自己都合退職には、たとえば家庭の事情や健康上の問題、キャリアアップのための転職など、さまざまな個人的事情が含まれますが、退職に一身上の都合の表現を使うことで具体的な退職理由を明かさずに退職の意思を伝えられるのです。
ただし、理由によっては、この表現が使えないケースも出てきます。一身上の都合を理由に退職する場合は、退職理由が本当に個人的な事情かどうかを理解しておかなければいけません。
労働者には退職の自由がありますが、理由もなく突然辞めるのは非常識です。やはりきちんと事情を説明しなければいけません。
とはいえすべてを伝える必要はないので、「一身上の都合」はそうした点を曖昧にする便利な言葉といえます。
当てはまるか確認しよう! 一身上の都合になる自己都合の退職理由
自己都合退職をする際、具体的な理由を言いたくないときに使用できるのが「一身上の都合」と説明しましたが、どのようなケースまで該当するのかわからない人もいるでしょう。
前述したように、自己都合とは家庭の事情や健康上の問題が当てはまりますが、理由によっては会社内の問題も当てはまるのです。
意味を理解せずに使用してしまうと、会社側から退職理由を詮索されたり、退職を引き止められたりとスムーズに退職に進めないかもしれません。
ここからは、一身上の都合が該当する4つのケースを説明します。一身上の都合を退職理由に使えるかを判断する部分になるため参考にしてください。
家庭の事情:引っ越し・介護・育児
家庭の事情は、一身上の都合として認められる退職理由の一つであり、結婚や育児、引っ越しや介護などで仕事との両立が困難になったケースが含まれます。
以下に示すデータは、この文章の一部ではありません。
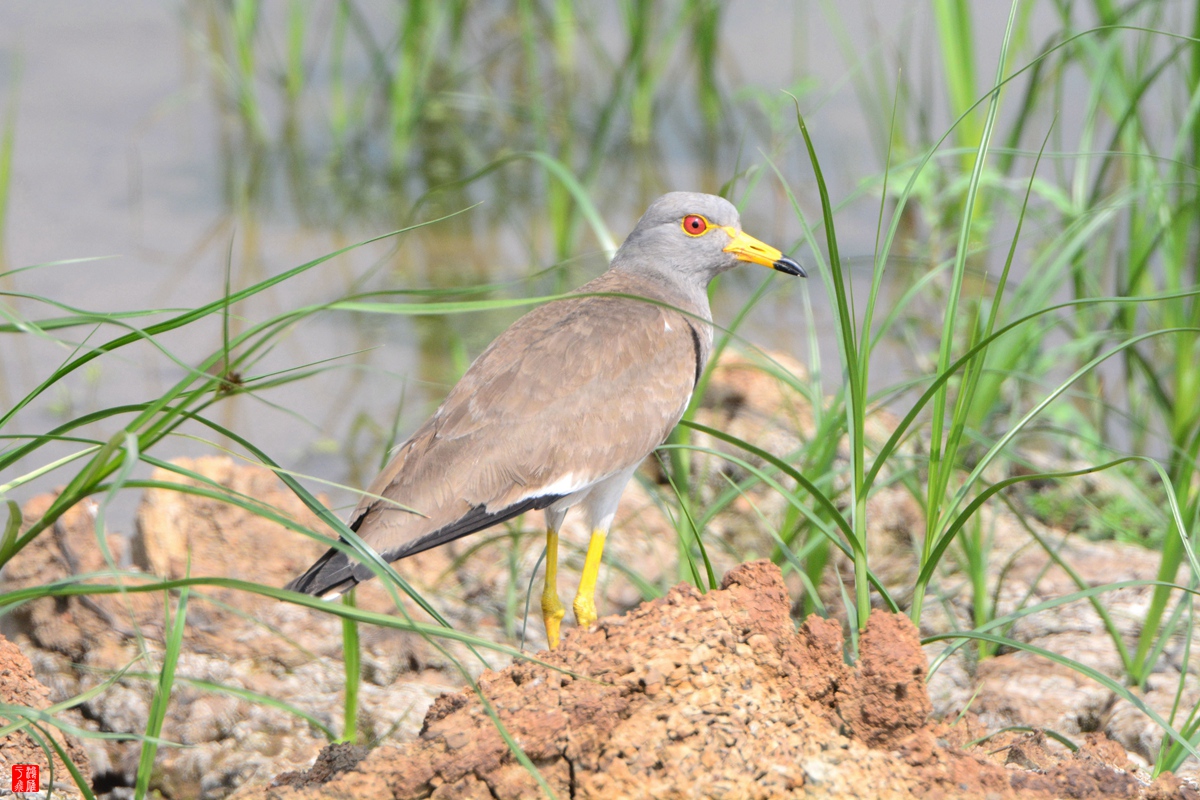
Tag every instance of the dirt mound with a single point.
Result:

たとえば、配偶者の転勤にともなう引っ越しで勤務地が遠くなったり、家族の介護や育児で仕事に行く時間が確保できなくなったりすることも該当します。
しかし、なかには家庭の事情を詳しく説明したくない人もいるでしょう。プライベートな内容を退職時に話す必要はないため、一身上の都合を退職理由に使うのは問題ありません。
ただし、事情を話すことで会社側が特別休暇をくれたり、勤務地を変えてくれたりと対応してくれるケースもあります。そもそも退職するかどうかを会社の規定を確認したうえで、判断しましょう。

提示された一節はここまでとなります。